Clerical offices and IT departments (both made of people) in municipalities are not always very cohesive. This frequently is because they speak different languages (Geekish and Clerkanese) and see each other differently than they see themselves. Leadership's first goal should be to get both parties on the same boat sailing to the land of proficiency as a team. As elementary as this appears, time and again, city to city, I have experienced these two factions at odds with each other because one or the other tries to turn wordflow and workflow changes into a territorial pissing. Who wins? Perhaps only one ego. Who loses? The citizen. When the citizen loses, your municipality has failed.

This failure is to be avoided at all costs. Interpersonal friction is hard to overcome, but it is absolutely necessary. Believe it or not, those frictions are frequently smoothed by doing the exact opposite of the effect they have: collaboration. The leader needs to have the knowledge and expertise of both the Clerical process and the IT department. Make sure that tandem is in place. Designate the people who will provide that brain power and give your new team a name. If you call it the Digital Advancement Group, then have "Digital Advancement Group" meetings. Give the members ownership, thereby fostering individual leadership.

Finally, make the members understand that they are not doing this for the workplace so much as they are doing it for the citizen. Within the walls of a Village Hall, this may sound hokey, but people need to be reminded why they're there and they need to be doing the job for the right reason.

Leading a digital makeover in governments is building legacy for the leaders, the participants and the citizens. Take pride, do it right and lead for the people.

Monday, April 2, 2007

Open Government: Not Just for Big Cities Anymore

Open government initiatives at the local level for many years were only found in big cities, but the development of new affordable tech solutions have brought municipalities of all sizes into the mix. Now, small communities like Pembroke Pines, FL and Lombard, IL are providing the same searchable easy access to their legislative information as larger ones such as Philadelphia, Miami or Long Beach.

The list seems to be growing rapidly: West Allis, WI and Jonesboro, AR are announcing plans to implement new open government solutions on their websites in the coming months, while Madison, WI has just received top tech city honors for their population category from the Center for Digital Government two years in a row.

Information connectivity and efficient wordflow is paramount to the success of open government in this paperless age. As informational flow is the product of any local government’s Clerk’s Office, not surprisingly, it is quite frequently the Clerks themselves who fight to acquire the right technologies or for the changing of laws to allow for more efficient dispersal of data.

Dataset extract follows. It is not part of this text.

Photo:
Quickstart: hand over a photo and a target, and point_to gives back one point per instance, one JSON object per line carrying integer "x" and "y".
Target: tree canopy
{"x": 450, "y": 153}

“We have been trying for some time to affect a change in the laws of the state of Wisconsin to permit our posting of agendas via [Legistar] InSite to serve as the official postings required by statute,” says Milwaukee Deputy-Clerk Jim Owczarski. “Wisconsin's Open Records Law is justifiably well-known for its breadth and depth, but, in some respects, remains blinkered by its having been drafted in an era before the broad accessibility of the Internet.”

There are still well over eight thousand local governments that need to get into the same practice of informational transparency: some with resource hurdles, some with political hurdles and some with educational hurdles. Technology usually solves resource issues. Teaching the right local government personnel what technology can do for their wordflow leaves only political roadblocks.

Luckily, one of the most effective tools against political obstructions is the progress of peers. As each small local government brings its data to the people via internet solutions, it is the smaller city with the great service that will be influencing the bigger ones nearby. As the wordflow of all local governments evolves, we will eventually enter a new age of collaborative open government where aggregated searches, mutual procurement and smart networking will yield a new standard in efficiency nationwide.